The EIR for An. darlingi was 15 infective bites/person/year, about one/month, and may explain the endemicity of malaria in this area. The EIR reported in this study is similar to that reported for this species in French Guiana where the values for the three localities were 22.8, 27.4 and 14.4 (Girod et al. 2008), but much lower than the rate of 129 reported in the region of Ocamo, in the Venezuelan Orinoco (Magris et al. 2007). These differences in the EIR for the same species might be due to the biting rates reported in different geographic areas rather than the sporozoite rate, considering the similarities in the infectivity results in the different areas and the wide range of densities. This may be relevant as it shows the capacity of this species to maintain transmission even at a low density.

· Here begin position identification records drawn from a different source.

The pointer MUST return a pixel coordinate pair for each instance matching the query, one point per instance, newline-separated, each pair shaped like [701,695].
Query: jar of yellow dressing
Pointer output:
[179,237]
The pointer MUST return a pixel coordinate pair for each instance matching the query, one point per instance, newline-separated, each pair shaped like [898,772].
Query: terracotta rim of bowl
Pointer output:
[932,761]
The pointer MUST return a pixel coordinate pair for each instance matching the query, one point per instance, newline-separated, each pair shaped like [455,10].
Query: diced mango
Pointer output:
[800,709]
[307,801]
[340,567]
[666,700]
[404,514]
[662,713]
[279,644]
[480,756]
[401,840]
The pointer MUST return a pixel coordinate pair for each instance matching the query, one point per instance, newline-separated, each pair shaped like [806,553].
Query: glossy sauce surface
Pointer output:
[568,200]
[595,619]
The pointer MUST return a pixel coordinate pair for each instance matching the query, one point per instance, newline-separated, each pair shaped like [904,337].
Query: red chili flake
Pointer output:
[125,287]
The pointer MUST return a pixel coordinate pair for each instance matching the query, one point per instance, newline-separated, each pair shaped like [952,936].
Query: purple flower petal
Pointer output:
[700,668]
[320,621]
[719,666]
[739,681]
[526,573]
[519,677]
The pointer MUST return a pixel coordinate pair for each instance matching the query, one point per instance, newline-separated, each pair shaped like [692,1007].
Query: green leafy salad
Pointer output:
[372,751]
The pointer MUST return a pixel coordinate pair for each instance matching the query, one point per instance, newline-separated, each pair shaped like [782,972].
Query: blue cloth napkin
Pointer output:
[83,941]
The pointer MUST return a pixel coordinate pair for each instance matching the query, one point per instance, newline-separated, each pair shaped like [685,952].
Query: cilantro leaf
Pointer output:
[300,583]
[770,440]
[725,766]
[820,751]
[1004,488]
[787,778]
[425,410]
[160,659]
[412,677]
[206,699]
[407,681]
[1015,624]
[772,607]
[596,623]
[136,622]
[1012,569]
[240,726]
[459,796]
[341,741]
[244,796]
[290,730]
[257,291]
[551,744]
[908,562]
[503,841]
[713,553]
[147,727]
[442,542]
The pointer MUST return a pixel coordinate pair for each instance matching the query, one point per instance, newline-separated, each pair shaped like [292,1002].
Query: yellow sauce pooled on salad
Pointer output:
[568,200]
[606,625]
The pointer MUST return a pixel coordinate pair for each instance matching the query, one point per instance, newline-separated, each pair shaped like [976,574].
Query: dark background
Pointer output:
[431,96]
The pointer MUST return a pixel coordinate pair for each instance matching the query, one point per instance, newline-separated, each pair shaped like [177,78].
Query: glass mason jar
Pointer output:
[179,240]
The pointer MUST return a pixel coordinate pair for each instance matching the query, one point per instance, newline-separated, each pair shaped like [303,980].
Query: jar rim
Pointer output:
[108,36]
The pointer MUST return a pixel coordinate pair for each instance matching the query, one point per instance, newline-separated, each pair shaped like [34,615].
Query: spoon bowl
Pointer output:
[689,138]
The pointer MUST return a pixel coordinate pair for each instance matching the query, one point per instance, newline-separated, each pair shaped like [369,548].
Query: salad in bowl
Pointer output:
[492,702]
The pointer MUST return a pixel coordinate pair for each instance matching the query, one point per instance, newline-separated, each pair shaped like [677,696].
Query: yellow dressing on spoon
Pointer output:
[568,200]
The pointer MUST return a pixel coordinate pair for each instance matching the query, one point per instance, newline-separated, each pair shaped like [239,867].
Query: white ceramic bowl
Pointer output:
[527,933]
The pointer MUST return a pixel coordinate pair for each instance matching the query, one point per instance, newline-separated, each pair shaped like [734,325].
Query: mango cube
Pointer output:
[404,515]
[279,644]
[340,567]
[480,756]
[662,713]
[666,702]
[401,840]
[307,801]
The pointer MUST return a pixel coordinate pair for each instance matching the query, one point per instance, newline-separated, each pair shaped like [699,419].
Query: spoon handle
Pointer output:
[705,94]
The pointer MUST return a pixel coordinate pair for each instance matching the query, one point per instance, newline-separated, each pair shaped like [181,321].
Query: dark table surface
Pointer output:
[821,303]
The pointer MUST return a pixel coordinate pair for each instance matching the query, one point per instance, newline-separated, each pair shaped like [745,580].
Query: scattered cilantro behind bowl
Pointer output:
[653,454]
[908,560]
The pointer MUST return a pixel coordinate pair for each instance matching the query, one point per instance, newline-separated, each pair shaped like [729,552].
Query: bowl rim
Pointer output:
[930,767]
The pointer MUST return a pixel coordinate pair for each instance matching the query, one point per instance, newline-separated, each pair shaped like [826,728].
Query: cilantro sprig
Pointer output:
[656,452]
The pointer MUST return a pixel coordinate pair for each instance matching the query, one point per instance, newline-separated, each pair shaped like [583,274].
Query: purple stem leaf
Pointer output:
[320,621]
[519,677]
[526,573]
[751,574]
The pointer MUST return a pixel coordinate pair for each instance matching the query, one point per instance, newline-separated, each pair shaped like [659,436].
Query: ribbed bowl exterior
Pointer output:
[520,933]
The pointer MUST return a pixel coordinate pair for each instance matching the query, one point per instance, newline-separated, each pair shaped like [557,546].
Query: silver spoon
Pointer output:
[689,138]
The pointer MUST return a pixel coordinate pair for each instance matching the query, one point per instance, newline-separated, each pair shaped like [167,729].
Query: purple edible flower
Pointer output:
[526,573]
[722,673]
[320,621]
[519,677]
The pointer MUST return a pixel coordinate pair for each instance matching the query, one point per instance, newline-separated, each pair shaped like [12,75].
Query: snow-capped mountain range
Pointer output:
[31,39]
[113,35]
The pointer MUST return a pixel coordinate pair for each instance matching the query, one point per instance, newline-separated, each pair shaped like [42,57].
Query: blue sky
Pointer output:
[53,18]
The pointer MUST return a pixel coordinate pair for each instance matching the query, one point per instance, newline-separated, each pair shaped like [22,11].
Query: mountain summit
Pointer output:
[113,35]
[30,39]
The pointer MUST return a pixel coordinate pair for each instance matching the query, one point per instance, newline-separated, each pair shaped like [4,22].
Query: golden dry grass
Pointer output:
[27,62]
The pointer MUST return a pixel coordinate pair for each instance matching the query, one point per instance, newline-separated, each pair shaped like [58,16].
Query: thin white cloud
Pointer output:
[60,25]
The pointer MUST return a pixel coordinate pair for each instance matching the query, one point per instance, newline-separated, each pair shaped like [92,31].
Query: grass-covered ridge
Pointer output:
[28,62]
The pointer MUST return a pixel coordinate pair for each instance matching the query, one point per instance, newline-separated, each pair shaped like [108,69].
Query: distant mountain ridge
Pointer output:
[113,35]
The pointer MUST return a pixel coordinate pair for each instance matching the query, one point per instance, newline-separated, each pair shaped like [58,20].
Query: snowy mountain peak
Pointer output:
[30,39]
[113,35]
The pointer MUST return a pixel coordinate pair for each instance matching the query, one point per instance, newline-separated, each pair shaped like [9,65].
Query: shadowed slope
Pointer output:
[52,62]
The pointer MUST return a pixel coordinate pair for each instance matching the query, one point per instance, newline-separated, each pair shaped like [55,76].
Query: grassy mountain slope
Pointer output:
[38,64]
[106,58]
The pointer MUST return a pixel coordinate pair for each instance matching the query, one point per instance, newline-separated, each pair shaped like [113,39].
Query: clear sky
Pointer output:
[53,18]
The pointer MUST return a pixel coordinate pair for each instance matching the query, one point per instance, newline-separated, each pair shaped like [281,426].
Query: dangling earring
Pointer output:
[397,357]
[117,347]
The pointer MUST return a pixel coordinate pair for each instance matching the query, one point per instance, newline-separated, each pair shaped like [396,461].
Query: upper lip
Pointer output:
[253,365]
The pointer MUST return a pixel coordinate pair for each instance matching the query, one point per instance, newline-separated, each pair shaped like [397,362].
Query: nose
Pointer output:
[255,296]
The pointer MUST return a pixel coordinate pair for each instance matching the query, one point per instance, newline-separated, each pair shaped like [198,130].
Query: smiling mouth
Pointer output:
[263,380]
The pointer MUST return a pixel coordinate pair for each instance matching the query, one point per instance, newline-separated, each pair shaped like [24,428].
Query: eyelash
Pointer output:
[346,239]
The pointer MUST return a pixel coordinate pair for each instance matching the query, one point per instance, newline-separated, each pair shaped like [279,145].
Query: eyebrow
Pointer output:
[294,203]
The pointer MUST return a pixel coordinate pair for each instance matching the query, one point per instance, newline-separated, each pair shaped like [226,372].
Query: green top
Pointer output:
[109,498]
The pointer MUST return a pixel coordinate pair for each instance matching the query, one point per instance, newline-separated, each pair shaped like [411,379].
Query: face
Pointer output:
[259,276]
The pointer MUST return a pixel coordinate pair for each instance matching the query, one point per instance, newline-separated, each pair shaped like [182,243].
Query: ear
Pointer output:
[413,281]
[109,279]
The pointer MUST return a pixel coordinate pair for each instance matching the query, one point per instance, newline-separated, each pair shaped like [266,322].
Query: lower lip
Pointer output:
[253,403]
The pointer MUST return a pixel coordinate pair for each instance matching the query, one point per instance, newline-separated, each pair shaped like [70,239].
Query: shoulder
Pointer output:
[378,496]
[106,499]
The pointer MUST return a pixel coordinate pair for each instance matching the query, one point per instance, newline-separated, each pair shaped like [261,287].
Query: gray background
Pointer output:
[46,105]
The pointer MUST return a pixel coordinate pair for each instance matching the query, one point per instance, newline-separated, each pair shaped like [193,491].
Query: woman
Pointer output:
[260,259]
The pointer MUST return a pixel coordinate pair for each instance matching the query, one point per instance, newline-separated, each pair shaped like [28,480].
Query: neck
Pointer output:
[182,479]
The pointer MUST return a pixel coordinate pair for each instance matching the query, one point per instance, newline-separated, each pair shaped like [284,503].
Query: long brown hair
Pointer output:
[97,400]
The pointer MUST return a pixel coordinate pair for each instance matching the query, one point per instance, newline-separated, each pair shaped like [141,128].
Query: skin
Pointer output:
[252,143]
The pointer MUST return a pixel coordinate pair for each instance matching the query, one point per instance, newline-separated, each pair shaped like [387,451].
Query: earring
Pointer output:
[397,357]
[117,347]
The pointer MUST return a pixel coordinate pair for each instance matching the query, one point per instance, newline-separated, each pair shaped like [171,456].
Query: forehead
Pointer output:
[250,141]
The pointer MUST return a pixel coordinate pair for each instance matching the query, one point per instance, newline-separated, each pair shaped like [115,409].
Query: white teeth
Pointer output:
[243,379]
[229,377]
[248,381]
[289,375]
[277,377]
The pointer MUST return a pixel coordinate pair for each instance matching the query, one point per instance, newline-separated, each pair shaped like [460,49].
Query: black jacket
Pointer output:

In the Riohacha area, neither An. aquasalis nor An. albimanus were positive for the circumsporozoite protein. Studies in Brazil and Venezuela (Berti et al. 1993, Povoa et al. 2003), where An. aquasalis is a recognised vector, have found infection rates between 0.7-1.18, suggesting that the number of mosquitoes tested in the present study (n = 690) was probably not sufficient to determine the natural infection in this species. Additionally, An. aquasalis and An. albimanus have mainly zoophilic behaviour (Zimmerman 1992) which implies that high densities of either species is needed to have a major impact in Plasmodium transmission (Deane 1986, Berti et al. 1993, Montoya-Lerma et al. 2011).

In conclusion, the type of Plasmodium transmission in La Guajira seems to be related to the Anopheles species present. In Dibulla the vector is An. darlingi and therefore, due to anthropophilic behaviour and indoor biting throughout the night, the use of insecticide treated nets is recommended as a method of local control. However, any complementary control activity to reduce the human-vector contact might be beneficial, because of An. darlingi activity in the earlier part of the night when people might be outdoors. In Riohacha, where the potential vectors appear to be An. albimanus and An. aquasalis, personal protection and treatment of breeding sites should be the main control strategy, alongside any complementary indoor control activities such as residual spraying or the use of insecticide treated nets.